Abstract

This article aims to broaden and deepen debates on the everyday practices of autonomous activists. To do this we present three main research findings from a recent research project that looked in detail at what we called ‘autonomous geographies’. First, in terms of political identity, we highlight how participants in political projects problematise and go beyond the simple idea of the militant subject, set apart from the everyday who opposes the present condition. Second, we highlight how everyday practices are used to build hoped-for futures in the present, but that this process is experimental, messy and contingent, and necessarily so. Finally, we illuminate the contested spatialities embedded within political activism that are neither locally bounded nor easily transferable to the transnational. This exploration of everyday activism has illuminated that the participants we engaged with express identities, practices and spatial forms that are simultaneously anti-, despite- and post- capitalist.
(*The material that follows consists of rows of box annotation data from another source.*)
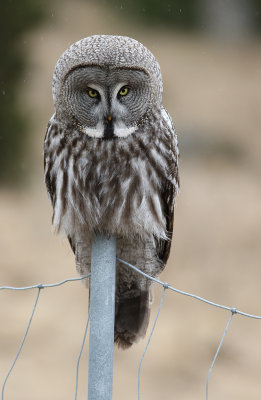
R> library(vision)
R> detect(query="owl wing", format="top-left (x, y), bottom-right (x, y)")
top-left (44, 115), bottom-right (75, 253)
top-left (156, 108), bottom-right (179, 264)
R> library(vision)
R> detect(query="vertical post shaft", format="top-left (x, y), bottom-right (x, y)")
top-left (88, 236), bottom-right (116, 400)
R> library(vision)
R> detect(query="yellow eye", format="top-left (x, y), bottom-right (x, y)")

We argue that it is through its everyday rhythms that meaning is given to post-capitalism and it is this reconceptualisation that makes post-capitalist practice mundane, but at the same time also accessible, exciting, feasible and powerful. This paper draws upon material collected during a 30-month empirical research project into the everyday lives of grassroots, non-party political activists in the UK between 2005 and 2008. Three case studies were explored in detail – autonomous social centres, Low Impact Developments, and tenants’ networks resisting gentrification.